Why 30 days? Long enough that recent context is always available for the LLM. Short enough that the database doesn't grow without bound. The memory system has already processed anything older than a few days, so the raw messages are redundant.
No soft deletes, no archival, no "move to cold storage." Just delete. The messages served their purpose — they were part of a conversation, the important bits were extracted into memories, and now they can go.
Persona Updates
Two practical changes to the persona presets.
情侣 relationship support: The mimi-guimi and surou-xuejie presets now have specific behavior patterns for 情侣 (romantic partner) relationships. Before, choosing 情侣 with these personas felt generic — they'd default to friendly behavior because they had no romantic-specific guidelines. Now each has tailored responses for romantic contexts — how they express affection, jealousy, missing you, goodnight routines.
keke-taimei Traditional Chinese: Keke's entire preset — identity definition, behavior rules, personality config, communication guidelines — is now fully in Traditional Chinese. Keke is a Taiwanese character. The persona should think in Traditional Chinese, not Simplified Chinese that gets surface-level converted. The difference shows up in word choice: 軟體 not 软件, 訊息 not 消息, 蠻好的 not 挺好的. It's the difference between a Taiwanese person and a mainlander doing a Taiwanese accent.
Bug Fixes
Discover page crash: The Discover page (where users browse available personas) was crashing on load. A component expected an array, received undefined. The fix was a defensive check — personas ?? [] — but the root cause was an API response shape change that wasn't propagated to the frontend.
AgentResponse shape mismatch: The agent response type had drifted between the server and client. The server was returning { text, voice?, selfie? }, the client expected { content, media? }. Aligned to a single shared type.

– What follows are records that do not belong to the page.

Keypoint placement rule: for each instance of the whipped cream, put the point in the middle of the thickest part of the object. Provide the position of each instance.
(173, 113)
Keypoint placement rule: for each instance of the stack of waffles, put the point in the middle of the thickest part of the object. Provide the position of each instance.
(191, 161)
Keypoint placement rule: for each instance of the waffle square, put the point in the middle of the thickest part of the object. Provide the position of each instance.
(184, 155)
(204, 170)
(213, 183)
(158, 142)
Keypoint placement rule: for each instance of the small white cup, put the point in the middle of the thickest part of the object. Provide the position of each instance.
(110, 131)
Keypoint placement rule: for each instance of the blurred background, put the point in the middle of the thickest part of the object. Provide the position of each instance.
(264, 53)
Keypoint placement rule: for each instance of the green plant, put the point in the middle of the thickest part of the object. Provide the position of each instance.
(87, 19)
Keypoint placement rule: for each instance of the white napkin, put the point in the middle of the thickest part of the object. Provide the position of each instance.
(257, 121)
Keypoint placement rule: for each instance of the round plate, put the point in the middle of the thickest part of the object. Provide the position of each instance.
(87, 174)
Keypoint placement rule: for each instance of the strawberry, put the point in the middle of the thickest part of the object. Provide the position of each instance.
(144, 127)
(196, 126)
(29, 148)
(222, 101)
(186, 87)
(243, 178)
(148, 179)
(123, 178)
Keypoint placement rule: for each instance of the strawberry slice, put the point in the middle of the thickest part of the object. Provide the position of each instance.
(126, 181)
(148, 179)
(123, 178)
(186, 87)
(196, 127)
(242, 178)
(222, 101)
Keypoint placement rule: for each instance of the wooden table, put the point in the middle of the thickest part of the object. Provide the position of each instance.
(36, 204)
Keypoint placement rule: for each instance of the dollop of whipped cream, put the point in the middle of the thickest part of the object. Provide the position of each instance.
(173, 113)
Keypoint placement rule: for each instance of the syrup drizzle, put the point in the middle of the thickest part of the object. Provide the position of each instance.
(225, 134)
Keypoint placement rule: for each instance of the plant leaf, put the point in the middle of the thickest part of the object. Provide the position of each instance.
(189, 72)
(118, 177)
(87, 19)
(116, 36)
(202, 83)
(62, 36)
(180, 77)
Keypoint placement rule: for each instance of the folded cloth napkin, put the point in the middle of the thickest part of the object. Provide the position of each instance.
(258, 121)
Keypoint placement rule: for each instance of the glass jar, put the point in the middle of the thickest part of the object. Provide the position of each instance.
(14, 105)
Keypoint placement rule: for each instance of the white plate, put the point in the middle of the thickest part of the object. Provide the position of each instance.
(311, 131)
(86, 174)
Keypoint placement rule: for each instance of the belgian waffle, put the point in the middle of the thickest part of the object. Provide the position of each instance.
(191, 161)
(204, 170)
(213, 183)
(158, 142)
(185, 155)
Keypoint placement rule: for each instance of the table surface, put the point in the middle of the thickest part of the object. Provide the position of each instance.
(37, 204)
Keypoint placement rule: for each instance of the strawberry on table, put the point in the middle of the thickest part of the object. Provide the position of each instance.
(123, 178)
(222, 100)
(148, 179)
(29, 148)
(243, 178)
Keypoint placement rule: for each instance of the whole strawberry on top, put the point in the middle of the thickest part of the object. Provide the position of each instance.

Voice player cleanup: The VoicePlayer component wasn't cleaning up its Audio object on unmount. If a user navigated away while a voice message was playing, the audio continued in the background. Added a cleanup function in the useEffect return.
What Changes
Before v0.1.1: Mio's voice and face existed, but only Telegram users experienced them. The web client was a text chat with extra steps. Onboarding asked for your timezone even though the browser already knew it. No visibility into costs. Messages accumulated forever.
After v0.1.1: the web client is a full peer to Telegram — voice waves pulse, selfies appear inline, media uploads have previews. Onboarding is three questions, and the second one adapts to the first. Costs are visible at a glance. And the database cleans up after itself, because a product that grows without bound isn't a product — it's a liability.